Solid Wood: Case Studies in Mass Timber Architecture, Technology, and Design, by Joseph Mayo, Routledge, March 2015, 358 pages, paper, $64.95.
Two new publications make convincing arguments for timber as a viable alternative to conventional materials and methods for buildings that continue to trample the planet with giant carbon footprints. Presenting precedent-setting case studies, the authors of each demonstrate that wood is the optimal material for economically sustainable construction.
While the respective authors capture the reader’s imagination with references to picturesque timber buildings dating back hundreds of years, they do not advocate a return to the simple wood structures of yore. This organic, renewable, honest material can be engineered to exceed the limitations of the past as well as to challenge the industrialized materials of established construction. Case studies in both books demonstrate how technological innovation through engineered wood products generates bionic reinventions far removed from the primitive hut.
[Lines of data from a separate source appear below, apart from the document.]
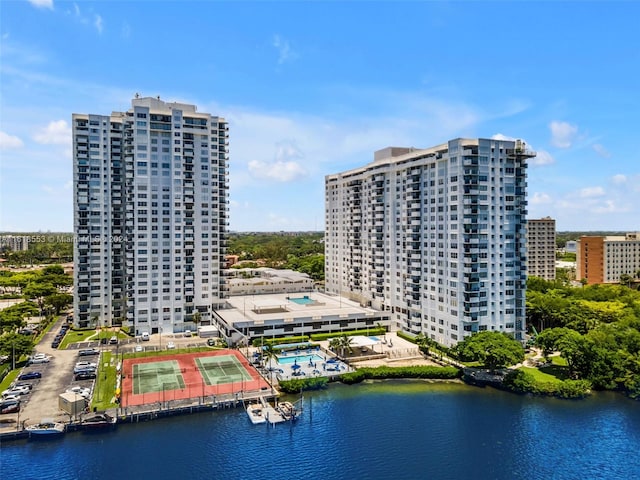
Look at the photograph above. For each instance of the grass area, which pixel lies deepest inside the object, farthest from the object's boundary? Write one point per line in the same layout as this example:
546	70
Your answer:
105	384
73	336
557	360
161	353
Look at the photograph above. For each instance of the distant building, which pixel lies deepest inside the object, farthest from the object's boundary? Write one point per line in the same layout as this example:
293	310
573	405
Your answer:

In Solid Wood, author Joseph Mayo, who practices architecture in the Pacific Northwest, investigated abroad the application of timber that goes beyond current building codes. He notes that architects and engineers from the subalpine regions of Austria, Germany, Switzerland, and Italy explore new wood building materials, connection systems, and fire protection techniques in converting the artisan-like craft to modern practice. Because of wood’s versatility and tactility, its architecture can express the cultural identity of various regions, which probably led to the organization of the book by country rather than building type.
In New Architecture in Wood, German authors Marc Wilhelm Lennartz and Susanne Jacob-Freitag adopt a different focus. Journalists who have closely studied this form of construction, they present their case studies by building type to show the diversity in German-speaking countries, where timber research and development occurs at the highest technical level.
Out of a combined 51 case studies, the books overlap only twice, most notably with the Woodcube project, built for the 2013 International Architecture Exhibition in Hamburg. The five-story residential building is constructed almost entirely of thick, prefabricated solid-wood elements, and adheres to stringent Passivhaus energy standards. Lennartz and Jacob-Freitag explain that Woodcube was constructed using the Austrian Thoma Holz100 system of prefabricated wall, floor, and roof components, which precluded the need for any adhesives, nails, metal fasteners, foil, or plastic sheathing in the envelope and interiors, although metal angles, bolts, and screws were necessary to secure the components to the floor slab. With 90 percent of the building made of pure timber, including exposed surfaces and structure, Woodcube is, in principle, a building made of a single material.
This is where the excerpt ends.